Substring with Concatenation of All Words
You are given a string,S, and a list of words,L, that are all of the same length. Find all starting indices of substring(s) in S that is a concatenation of each word in L exactly once and without
any intervening characters.
For example, given:
S:"barfoothefoobarman"
L:["foo", "bar"]
You should return the indices:[0,9]
.
(order does not matter).
这里使用一种巧妙点的暴力法和一种原始的暴力法来解决这个问题。巧妙点的暴力法是参考了LeetCode上的,然后改进来的,时间上快了差不多一倍,有图有真相:
LeeCode上的代码都是200多ms,我下面的代码是100多ms。最后一个1632ms的是原始的暴力法。
主要思想是一样的,最主要的就是会如何分段例如:
三个字母一段 abc def ghi jk那么可以在分a bcd efg hij k还可以分ab cde fgh ijk然后再分就重复了。
所以三个字母分为一段的只有三种分法,同样道理四个字母的只有四种分法。
懂得这个思想就能写出比原始的暴力法快出10倍多的程序了。
我的代码改进的地方主要是:
当检测到有一个单词不相等的时候,如果后面的主串的字母数剩下小于lLen*len(L中的单词数和每个单词的字母数的乘积),那么就不用继续比较了。
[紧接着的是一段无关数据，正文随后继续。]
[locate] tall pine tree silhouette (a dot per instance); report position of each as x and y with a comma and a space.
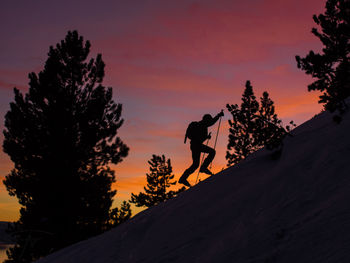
254, 126
61, 137
331, 67
159, 180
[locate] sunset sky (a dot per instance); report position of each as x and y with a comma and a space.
169, 63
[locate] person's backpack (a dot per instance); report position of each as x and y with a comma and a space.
193, 130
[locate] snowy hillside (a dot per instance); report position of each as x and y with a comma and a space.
295, 209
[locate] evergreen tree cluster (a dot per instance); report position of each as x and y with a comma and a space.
253, 126
159, 180
120, 215
331, 67
61, 137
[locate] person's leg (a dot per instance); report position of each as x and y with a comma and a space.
211, 154
196, 154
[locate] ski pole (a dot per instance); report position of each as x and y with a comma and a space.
200, 164
216, 139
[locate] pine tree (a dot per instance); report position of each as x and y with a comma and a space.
120, 215
253, 127
159, 180
241, 140
270, 131
61, 137
331, 67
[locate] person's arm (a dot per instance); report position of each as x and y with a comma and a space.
215, 119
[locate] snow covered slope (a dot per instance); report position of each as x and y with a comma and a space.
295, 209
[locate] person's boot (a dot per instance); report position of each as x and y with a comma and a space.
184, 182
206, 171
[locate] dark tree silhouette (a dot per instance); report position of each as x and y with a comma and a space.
331, 67
269, 129
241, 140
61, 137
159, 180
253, 127
120, 215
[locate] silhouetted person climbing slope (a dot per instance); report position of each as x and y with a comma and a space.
197, 132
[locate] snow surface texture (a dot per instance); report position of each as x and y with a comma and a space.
294, 209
LeetCode上的还把map换成了vector,以方便查找,不过感觉也没有这个必要。
下面是我的程序:
vector<int> findSubstring(string S, vector<string> &L)
{
int sLen = S.length();
int lLen = L.size();
if (lLen < 1) return vector<int>();
int len = L[0].length();
vector<int> res;
map<string, int> LMap;
map<string, int> countMap;
string index;
for (auto x: L)
LMap[x]++;
//熟记这个思维,巧妙地分段
for (int d = 0; d < len; d++)
{
//注意:是i=d不是i=0;
for (int i = d; i <= sLen-lLen*len; i += len)
{
int start = i;
index = S.substr(i,len);
//注意:后面的是i<=sLen-len不是sLen-lLen*len
while (LMap.count(index) > 0 && i <= sLen-len)
{
countMap[index]++;
//这里就不能用map的count函数了,因为count只会返回0或1
//一定要熟悉STL函数的各种用法,否则会出错。
//这个函数把握不好,结果浪费大量的时间。
//本题卡的最长时间的是这个小小的函数和程序结构开始没写好
if (countMap[index] > LMap[index])
{
string sTemp = S.substr(start,len);
while (sTemp != index)
{
start += len;
sTemp = S.substr(start,len);
//每前进一步,减少一个相等元素
countMap[sTemp]--;
}
countMap[index]--;
start += len;
}
i+=len;
if ((i-start)/len == lLen)
{
res.push_back(start);
string sTemp = S.substr(start, len);
countMap[sTemp]--;
start+=len;
}
index = S.substr(i,len);
}
countMap.clear();
}
}
return res;
}
下面是LeetCode上的不错的程序:
http://discuss.leetcode.com/questions/210/substring-with-concatenation-of-all-words
class Solution {
public:
vector<int> findSubstring(string S, vector<string> &L) {
// Start typing your C/C++ solution below
// DO NOT write int main() function
int m = S.size(), n = L.size(), len = L[0].size();
map<string, int> ids;
vector<int> need(n, 0);
for (int i = 0; i < n; ++i) {
if (!ids.count(L[i])) ids[L[i]] = i;
need[ids[L[i]]]++;
}
vector<int> s(m, -1);
for (int i = 0; i < m - len + 1; ++i) {
string key = S.substr(i, len);
s[i] = ids.count(key) ? ids[key] : -1;
}
vector<int> ret;
for (int offset = 0; offset < len; ++offset) {
vector<int> found(n, 0);
int count = 0, begin = offset;
for (int i = offset; i < m - len + 1; i += len) {
if (s[i] < 0) {
// recount
begin = i + len;
count = 0;
found.clear();
found.resize(n, 0);
} else {
int id = s[i];
found[id]++;
if (need[id] && found[id] <= need[id])
count++;
if (count == n)
ret.push_back(begin);
// move current window
if ((i - begin) / len + 1 == n) {
id = s[begin];
if (need[id] && found[id] == need[id])
count--;
found[id]--;
begin += len;
}
}
}
}
return ret;
}
};
最后是原始暴力法,很暴力,速度比上面的慢上10多倍,有图:
实际运行也许更加慢,我在自己的电脑上测试一个很大的数据,前面的方法一下出来了,这个原始的暴力法需要等上6到7秒多。不过胜在它的方法很原始很简单,处理的情况也比较简单。不过太慢了,虽然Accepted了,但是感觉还是不实用的。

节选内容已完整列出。